« Henri, veuf récent, accepte un boulot d’été comme garde forestier dans le parc du Yosemit afin de faire son deuil et le point sur sa vie »
Ok, dit comme ça, ça parait pas véritablement engageant et un peu dépressif comme jeu.
Néanmoins ce fut l’une des expériences vidéoludiques les plus agréables, relaxantes et touchantes que nous ayons eu l’occasion de vivre.
C’est typiquement le jeu parfait pour flâner une heure ou deux en rentrant du boulot au début, ou bien pour se rafraîchir l’esprit sans avoir à affronter le soleil caniculaire, avant de se retrouver envoûté par l’histoire au point de ne plus décrocher de l’écran.

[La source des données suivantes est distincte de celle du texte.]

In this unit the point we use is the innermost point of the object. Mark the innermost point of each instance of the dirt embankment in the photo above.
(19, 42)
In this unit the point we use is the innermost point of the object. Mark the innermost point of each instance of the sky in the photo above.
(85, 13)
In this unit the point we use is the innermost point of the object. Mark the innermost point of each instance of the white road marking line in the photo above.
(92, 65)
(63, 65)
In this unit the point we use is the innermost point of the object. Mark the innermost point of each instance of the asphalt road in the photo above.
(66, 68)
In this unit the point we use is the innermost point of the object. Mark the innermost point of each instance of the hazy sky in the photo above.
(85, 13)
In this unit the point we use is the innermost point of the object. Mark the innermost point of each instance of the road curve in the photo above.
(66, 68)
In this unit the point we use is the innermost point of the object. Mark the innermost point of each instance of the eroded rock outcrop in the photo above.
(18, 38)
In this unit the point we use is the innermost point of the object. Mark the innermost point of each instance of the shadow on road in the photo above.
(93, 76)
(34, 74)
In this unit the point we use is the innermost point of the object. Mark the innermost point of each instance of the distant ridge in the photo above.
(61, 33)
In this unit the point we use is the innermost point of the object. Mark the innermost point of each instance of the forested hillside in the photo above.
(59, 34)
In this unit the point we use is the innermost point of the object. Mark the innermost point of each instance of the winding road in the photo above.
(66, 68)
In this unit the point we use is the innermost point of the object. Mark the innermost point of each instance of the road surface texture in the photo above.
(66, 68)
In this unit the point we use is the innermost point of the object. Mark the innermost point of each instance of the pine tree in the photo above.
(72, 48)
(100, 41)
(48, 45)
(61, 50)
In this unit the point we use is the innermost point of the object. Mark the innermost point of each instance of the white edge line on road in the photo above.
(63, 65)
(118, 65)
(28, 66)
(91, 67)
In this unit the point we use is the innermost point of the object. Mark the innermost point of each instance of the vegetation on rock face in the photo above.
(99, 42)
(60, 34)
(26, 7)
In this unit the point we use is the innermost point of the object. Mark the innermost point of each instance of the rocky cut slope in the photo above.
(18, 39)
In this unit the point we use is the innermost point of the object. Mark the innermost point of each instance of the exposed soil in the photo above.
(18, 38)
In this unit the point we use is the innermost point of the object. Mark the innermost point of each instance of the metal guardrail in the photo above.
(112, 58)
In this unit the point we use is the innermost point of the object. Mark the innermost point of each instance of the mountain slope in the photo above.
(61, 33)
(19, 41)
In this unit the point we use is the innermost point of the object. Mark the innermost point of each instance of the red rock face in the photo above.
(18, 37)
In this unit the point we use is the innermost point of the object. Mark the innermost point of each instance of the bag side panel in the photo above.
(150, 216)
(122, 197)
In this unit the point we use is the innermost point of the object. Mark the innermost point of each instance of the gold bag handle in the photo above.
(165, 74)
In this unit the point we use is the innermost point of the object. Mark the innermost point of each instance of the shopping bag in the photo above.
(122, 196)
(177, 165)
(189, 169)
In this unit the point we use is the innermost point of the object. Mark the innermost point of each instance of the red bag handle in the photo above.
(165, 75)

Conçu comme un « walking simulator » (dieu, que nous détestons ce terme), Firewatch est un jeu disponible sur PC, Mac, Switch, PS4 et X-Box One qui mise plus sur la découverte, l’exploration, la contemplation et la profondeur de ses personnages plutôt que sur des quêtes à remplir ou des scores à exploser.
On pourra ergoter sur la durée du jeu qui est, en effet, un peu courte mais les graphismes et la direction artistique aident à se plonger dans cette délicieuse ambiance de fin d’été, lorsque les jours sont toujours longs et gorgés de chaleur mais que l’on sent pourtant le temps se ralentir et la mélancolie poindre en prélude de l’automne.
Vous l’aurez donc compris, nous sommes ici en présence d’un jeu qui mise principalement sur son ambiance, sur son atmosphère et sur les sentiments qu’il développe entre le joueur, le parc et les personnages pour créer une expérience intimiste et parler de sentiments et thèmes très rares dans le monde des jeux vidéos.
Malgré la gravité de ces thèmes (le deuil, la solitude, la difficulté à se reconstruire et à renouer des relations), le jeu n’est jamais déprimant et diffuse à la place une ambiance tout en mélancolique apaisement.

On prend ainsi un plaisir tout simple à explorer le parc (malgré une sensibilité difficile pour les personnes souffrant de cinétose ou ne bénéficiant pas d’un bon sens de l’orientation), à prévenir les dangers de la forêt, à nettoyer celui-ci ou chercher ceux qui ne respectent pas la nature… et surtout à discuter par talkie walkie avec notre collègue Delilah.
Certes, il y a bien un McGuffin qui permet d’entretenir le suspens et de dérouler un mystère (et de développer quelques bons moments de paranoïa aussi) pour accrocher le joueur ayant désespérément besoin de se raccrocher à un objectif mais tout l’intérêt du jeu tient dans cette relation que l’on noue petit à petit avec cette femme à la fois sensible et débordante d’humour mordant qui poussera le personnage principal à sortir de sa coquille.
Nous défions quiconque de ne pas tomber sous le charme de Delilah et il convient de saluer l’excellente prestation vocale de Cissy Jones (la sans-abri dans LiS) qui réussit à donner une personnalité tangible à cette femme avec qui le héros communique à distance.
Une prestation qui nous rappelle le pouvoir incommensurable de la voix, de la parole, quelle soit écrite ou vocale, dans l’établissement des rapports humains, de la communication et de la rencontre des âmes.
Un petit jeu qui réussit l’exploit de traiter du thème du deuil sans jamais sonner lourd ou déprimant et dont on retient principalement ces moments calmes, apaisants, où l’on prend plaisir à regarder le paysage environnant tout en dégustant son café et en échangeant des jeux de mots pourris ou des confessions avec notre collègue et qui, au final, rappelle que ces petits moments de rien du tout sont aussi, et surtout, les plaisirs les plus agréables, les plus poétiques, les plus intimes et les plus précieux offerts par la vie.